Tuesday, February 26, 2008

The Signal ranks No. 37 opening weekend

Posted by Curt Holman on Tue, Feb 26, 2008 at 7:55 PM

click to enlarge jstin.jpg

(Image courtesy Magnolia Pictures)

The home-grown horror film The Signal, as an ultra low-budget film with a cast primarily of local actors (including Justin Welborn, pictured), probably had no reasonable chance to crack the top 10 highest-grossing movies for its opening weekend. The Atlanta-based filmmakers and Magnolia Pictures were probably hoping for a better showing than No. 37, however.

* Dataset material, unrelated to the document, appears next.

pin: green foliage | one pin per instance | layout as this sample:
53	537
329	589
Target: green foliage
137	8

According to such movie tracking sites as Box Office Mojo and Variety, The Signal earned $144,836 over its opening weekend. It played on 160 screens, for a per-screen average of $905. Finding a comparable example is tricky. The relatively obscure horror film One Missed Call, which opened in early January, earned $12,511,473 on its opening weekend, for a $5,585 per-screen average on 2,240 screens. One Missed Call seems to have had a bigger mainstream marketing push than The Signal, though. Perhaps a better comparison is the more fringey horror flick Feast, which earned $54,556 on 146 screens on its opening weekend in 2006.

Reviews were mixed: Film review site Rotten Tomatoes currently gives it 53 percent. Out of 49 reviews, 26 rank it as "Fresh" and 23 as "Rotten."

This discussion on the Atlanta Films Forum message board discusses the results and whether Atlanta audiences turned out for the film's opening weekend.

Also, in an unpleasant case of life seeming to imitate art, two people were nonfatally stabbed at a screening of The Signal in Orange County, Calif. Considering that The Signal depicts people who go on violent rampages upon seeing a mysterious signal on television and other media, this is not the kind of publicity Magnolia Pictures would like to have.